The Payment System Built Here That the Rest of the World Is Scrambling to Catch Up With

When the IMF released its global payments report in June 2025, it confirmed what anyone paying attention already knew: UPI is the largest real-time retail payment system on the planet by transaction volume, ahead of every equivalent platform the US, Europe, or Southeast Asia has built. The world’s most sophisticated payment infrastructure runs on phones in Jaipur and Bengaluru, processing 60 crore transactions a day. Silicon Valley did not build this. London did not build this.
International platforms have spent the last two years scrambling to integrate it. Gaming and entertainment platforms were among the earliest movers, and not by coincidence. For casino and gaming operators competing in this market, UPI support was not a nice-to-have. It was the difference between completing a transaction and watching a user close the tab. Platforms that got this wrong early lost ground fast, and some are still recovering it.
The ones that got it right built something harder to replicate than it looks.
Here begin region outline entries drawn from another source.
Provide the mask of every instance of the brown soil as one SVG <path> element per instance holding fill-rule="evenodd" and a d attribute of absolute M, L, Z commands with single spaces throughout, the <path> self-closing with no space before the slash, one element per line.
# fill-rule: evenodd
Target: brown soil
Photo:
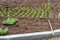
<path fill-rule="evenodd" d="M 47 0 L 28 0 L 23 5 L 24 6 L 41 6 L 43 2 L 48 2 Z M 60 29 L 60 20 L 57 20 L 57 15 L 60 11 L 60 0 L 50 0 L 51 8 L 54 14 L 54 18 L 50 19 L 53 29 Z M 38 4 L 38 5 L 37 5 Z M 19 22 L 16 25 L 12 26 L 4 26 L 9 28 L 8 34 L 22 34 L 22 33 L 31 33 L 31 32 L 42 32 L 42 31 L 51 31 L 48 19 L 40 19 L 40 18 L 19 18 Z M 0 19 L 0 27 L 2 27 Z"/>
<path fill-rule="evenodd" d="M 1 21 L 0 18 L 0 27 L 2 27 Z M 8 34 L 50 31 L 47 19 L 39 18 L 19 18 L 19 21 L 15 25 L 4 27 L 9 28 Z"/>

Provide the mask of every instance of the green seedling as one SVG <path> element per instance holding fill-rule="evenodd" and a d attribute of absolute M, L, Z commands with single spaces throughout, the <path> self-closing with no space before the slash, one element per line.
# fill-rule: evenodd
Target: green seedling
<path fill-rule="evenodd" d="M 8 28 L 0 28 L 0 35 L 5 35 L 8 33 Z"/>
<path fill-rule="evenodd" d="M 13 25 L 18 21 L 18 19 L 16 18 L 7 18 L 6 20 L 4 20 L 2 23 L 5 25 Z"/>

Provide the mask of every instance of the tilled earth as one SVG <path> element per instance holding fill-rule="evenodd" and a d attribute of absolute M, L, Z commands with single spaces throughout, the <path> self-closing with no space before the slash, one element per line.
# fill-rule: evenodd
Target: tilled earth
<path fill-rule="evenodd" d="M 47 0 L 28 0 L 23 3 L 24 6 L 36 6 L 40 7 L 42 3 L 48 3 Z M 50 0 L 51 8 L 53 11 L 53 19 L 51 20 L 53 30 L 60 29 L 60 20 L 58 20 L 58 13 L 60 11 L 60 0 Z M 2 5 L 4 6 L 4 5 Z M 8 5 L 9 6 L 9 5 Z M 41 31 L 51 31 L 48 24 L 48 19 L 40 18 L 19 18 L 16 25 L 4 26 L 9 28 L 8 34 L 20 34 L 20 33 L 31 33 L 31 32 L 41 32 Z M 0 27 L 2 27 L 2 20 L 0 19 Z"/>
Online casinos in India that integrated UPI properly found conversion rates recovering to levels that matched or exceeded other markets, because payment friction had been the ceiling the whole time, not audience size or product quality.
One Authentication Step Changed the Entire Benchmark
Before UPI, paying on an international platform meant navigating bank transfer delays, card rejection rates from overseas processors, and currency conversion screens that turned a simple deposit into a multi-step ordeal. UPI collapsed all of that into a single step. Authenticate once, done in seconds.
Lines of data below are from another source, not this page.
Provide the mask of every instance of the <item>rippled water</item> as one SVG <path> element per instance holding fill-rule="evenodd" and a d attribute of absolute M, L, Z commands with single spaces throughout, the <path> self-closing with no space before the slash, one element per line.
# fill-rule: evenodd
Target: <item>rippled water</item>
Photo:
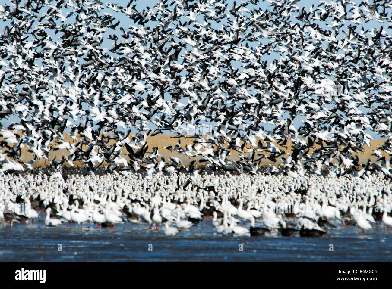
<path fill-rule="evenodd" d="M 78 229 L 65 224 L 46 228 L 41 215 L 34 224 L 0 226 L 0 261 L 390 261 L 392 231 L 375 228 L 360 236 L 356 226 L 338 226 L 318 238 L 223 236 L 211 221 L 201 222 L 176 236 L 163 229 L 149 230 L 129 224 L 114 231 L 91 228 Z M 247 223 L 247 226 L 248 224 Z M 260 221 L 256 225 L 260 226 Z M 249 227 L 248 227 L 249 228 Z M 240 251 L 239 244 L 243 244 Z M 58 251 L 61 244 L 62 251 Z M 152 245 L 152 251 L 148 250 Z M 334 251 L 330 251 L 330 244 Z M 151 247 L 151 246 L 149 246 Z"/>

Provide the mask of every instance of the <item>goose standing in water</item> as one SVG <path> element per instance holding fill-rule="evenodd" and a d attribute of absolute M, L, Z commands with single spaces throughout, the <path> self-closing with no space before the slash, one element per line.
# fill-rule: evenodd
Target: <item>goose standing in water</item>
<path fill-rule="evenodd" d="M 169 224 L 167 223 L 165 224 L 165 235 L 167 236 L 175 236 L 176 235 L 179 231 L 177 228 L 174 227 L 169 227 Z"/>
<path fill-rule="evenodd" d="M 79 229 L 79 226 L 81 223 L 82 224 L 82 227 L 80 229 L 83 229 L 83 223 L 89 219 L 89 217 L 81 213 L 75 212 L 75 207 L 74 204 L 71 206 L 71 208 L 72 209 L 71 210 L 71 219 L 73 222 L 78 223 L 78 229 Z M 71 225 L 70 225 L 69 228 L 70 228 L 71 227 Z"/>
<path fill-rule="evenodd" d="M 384 213 L 383 214 L 383 222 L 385 225 L 385 231 L 388 231 L 388 226 L 391 227 L 392 226 L 392 217 L 388 217 L 388 210 L 387 208 L 384 208 Z"/>
<path fill-rule="evenodd" d="M 247 211 L 244 211 L 242 210 L 242 204 L 243 203 L 243 200 L 242 199 L 240 199 L 240 206 L 238 206 L 238 210 L 237 210 L 237 215 L 240 218 L 244 220 L 243 225 L 246 224 L 247 220 L 250 220 L 253 218 L 253 215 L 250 212 Z"/>
<path fill-rule="evenodd" d="M 96 224 L 96 228 L 99 228 L 100 226 L 102 228 L 101 224 L 106 221 L 106 219 L 105 219 L 105 215 L 103 214 L 100 213 L 98 211 L 98 205 L 97 204 L 94 204 L 94 212 L 93 213 L 92 217 L 93 221 Z"/>
<path fill-rule="evenodd" d="M 369 224 L 365 217 L 362 215 L 362 211 L 361 210 L 358 210 L 358 211 L 354 214 L 353 217 L 357 223 L 358 228 L 362 230 L 361 235 L 364 235 L 365 231 L 372 228 L 372 225 Z"/>
<path fill-rule="evenodd" d="M 50 217 L 51 208 L 48 208 L 45 210 L 46 217 L 45 217 L 45 226 L 47 227 L 57 227 L 61 224 L 61 221 L 58 219 L 54 219 Z"/>
<path fill-rule="evenodd" d="M 111 224 L 111 230 L 114 229 L 114 225 L 116 224 L 123 224 L 122 219 L 115 213 L 112 212 L 113 209 L 111 206 L 107 203 L 105 206 L 105 219 L 106 222 Z"/>
<path fill-rule="evenodd" d="M 150 215 L 152 224 L 155 225 L 156 227 L 154 229 L 159 230 L 159 226 L 162 223 L 162 217 L 159 213 L 159 209 L 158 208 L 158 204 L 156 204 L 151 211 Z"/>
<path fill-rule="evenodd" d="M 254 226 L 254 218 L 253 218 L 250 220 L 250 228 L 249 228 L 249 231 L 250 233 L 250 236 L 264 236 L 266 233 L 269 232 L 270 231 L 269 229 L 262 228 L 260 227 Z"/>
<path fill-rule="evenodd" d="M 180 220 L 180 214 L 177 215 L 177 222 L 176 222 L 176 226 L 178 229 L 189 229 L 193 225 L 191 222 L 189 221 L 181 220 Z"/>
PhonePe runs about 48% of UPI volume with Google Pay at 37%. Between them, these two apps live on the home screen of hundreds of millions of devices, opened multiple times daily. When a gaming platform integrates UPI through either of these, it is not adding a payment option. It is meeting people in an interface they already trust, completing a flow they already know.
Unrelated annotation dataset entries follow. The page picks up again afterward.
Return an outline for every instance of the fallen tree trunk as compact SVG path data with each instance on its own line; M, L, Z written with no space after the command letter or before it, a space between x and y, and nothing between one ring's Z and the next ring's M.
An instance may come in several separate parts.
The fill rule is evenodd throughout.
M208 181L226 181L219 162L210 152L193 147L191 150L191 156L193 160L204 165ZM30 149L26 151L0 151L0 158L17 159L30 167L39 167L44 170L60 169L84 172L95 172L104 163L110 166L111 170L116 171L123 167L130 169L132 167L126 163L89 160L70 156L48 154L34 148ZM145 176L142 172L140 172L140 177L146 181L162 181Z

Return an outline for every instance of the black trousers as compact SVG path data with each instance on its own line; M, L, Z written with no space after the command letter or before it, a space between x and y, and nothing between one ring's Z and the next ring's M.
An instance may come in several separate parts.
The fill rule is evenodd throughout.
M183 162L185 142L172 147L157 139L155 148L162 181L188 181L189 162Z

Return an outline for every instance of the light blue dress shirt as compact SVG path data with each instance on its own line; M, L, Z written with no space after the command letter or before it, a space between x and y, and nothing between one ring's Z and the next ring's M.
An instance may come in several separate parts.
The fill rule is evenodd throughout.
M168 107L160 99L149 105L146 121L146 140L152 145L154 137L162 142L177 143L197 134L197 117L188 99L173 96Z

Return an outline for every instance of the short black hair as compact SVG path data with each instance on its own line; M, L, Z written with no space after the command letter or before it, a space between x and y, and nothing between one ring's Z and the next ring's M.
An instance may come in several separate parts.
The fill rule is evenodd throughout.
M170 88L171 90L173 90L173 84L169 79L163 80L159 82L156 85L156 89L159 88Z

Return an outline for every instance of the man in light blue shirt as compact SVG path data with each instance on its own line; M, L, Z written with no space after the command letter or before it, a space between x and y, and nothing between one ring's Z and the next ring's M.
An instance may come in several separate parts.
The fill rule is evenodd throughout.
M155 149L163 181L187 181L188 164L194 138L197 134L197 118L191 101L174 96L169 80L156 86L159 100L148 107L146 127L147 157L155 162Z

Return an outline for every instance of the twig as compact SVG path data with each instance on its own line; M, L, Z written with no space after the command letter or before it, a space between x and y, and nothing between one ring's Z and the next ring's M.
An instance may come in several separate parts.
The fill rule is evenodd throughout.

Casino operators understood this dynamic before most sectors did, because the stakes of a failed deposit in that context are immediate and unrecoverable. A user who hits a payment error on a food delivery app tries again. A user who hits one while trying to join a live casino table does not always come back. That urgency drove faster, more thorough UPI integration in tech than in retail, and the product decisions that came out of that process are now a template other sectors are following.
Fast Deposits Created a New Problem That Bonuses Had to Solve
Here is where it gets interesting from a product design perspective. Fast deposits via UPI set an expectation of immediacy that did not stop at the payment screen. A user who deposits in three seconds has zero patience for a withdrawal that takes three days. Gaming platforms that fixed the deposit side but left the withdrawal slow found that retention did not recover the way they expected.
Bonus design became part of the solution. Standard casino bonuses come with wagering requirements: you win, but the winnings sit locked behind a playthrough obligation before you can withdraw. For a user base conditioned to expect instant everything, that structure creates visible friction at exactly the wrong moment. Platforms began redesigning their bonus offerings around this, moving toward structures where winnings are accessible immediately rather than locked behind conditions.
No-wagering bonuses are the clearest expression of that design direction. No playthrough, no holding period, no calculation required. You win, you withdraw. The gaming operators that understood the connection between UPI-driven immediacy expectations and bonus design built retention that competitors with slower, more conditional structures struggled to match, a pattern repeatedly evident across sectors where fast payment infrastructure forces product design to keep up.
The Engineering Underneath Is Not as Simple as the Interface Looks
UPI’s elegance at the user level hides considerable complexity underneath. The National Payments Corporation of India built an interoperable layer connecting over 300 participating banks through a unified API, with real-time settlement running around the clock including public holidays. According to the India Brand Equity Foundation, UPI grew from 375 crore transactions in 2018 to 17,221 crore by 2024, a CAGR of 89.3% in volume. Nothing else at that scale has grown that fast.
For international gaming platforms, genuine integration is not a weekend project. It requires local partnerships, NPCI compliance, and currency handling that accounts for INR settlement on one side of the transaction. Casino operators who built this properly have a structural advantage that competitors cannot replicate overnight. That is partly why first movers in this space continue to hold market position despite later entrants trying to close the gap with larger bonus offers.
UPI Support Is Now a Quality Signal Worth Reading
When an international gaming or entertainment platform accepts UPI, it is telling you something about the seriousness of their investment in this market. Payment integration at this level of local specificity does not happen by accident. It requires deliberate product decisions, engineering resources, and compliance work. Operators who have done it properly tend to show that same care in how they handle withdrawals, bonus structures, and customer support too.
The more interesting question at this point is not which platforms support UPI, that list will keep growing as the economics make it unavoidable, but which ones have built the surrounding product experience to match it. Fast deposits into a slow, confusing product with poorly structured bonus terms is not a win for anyone. The payment infrastructure is only as good as the experience it connects to.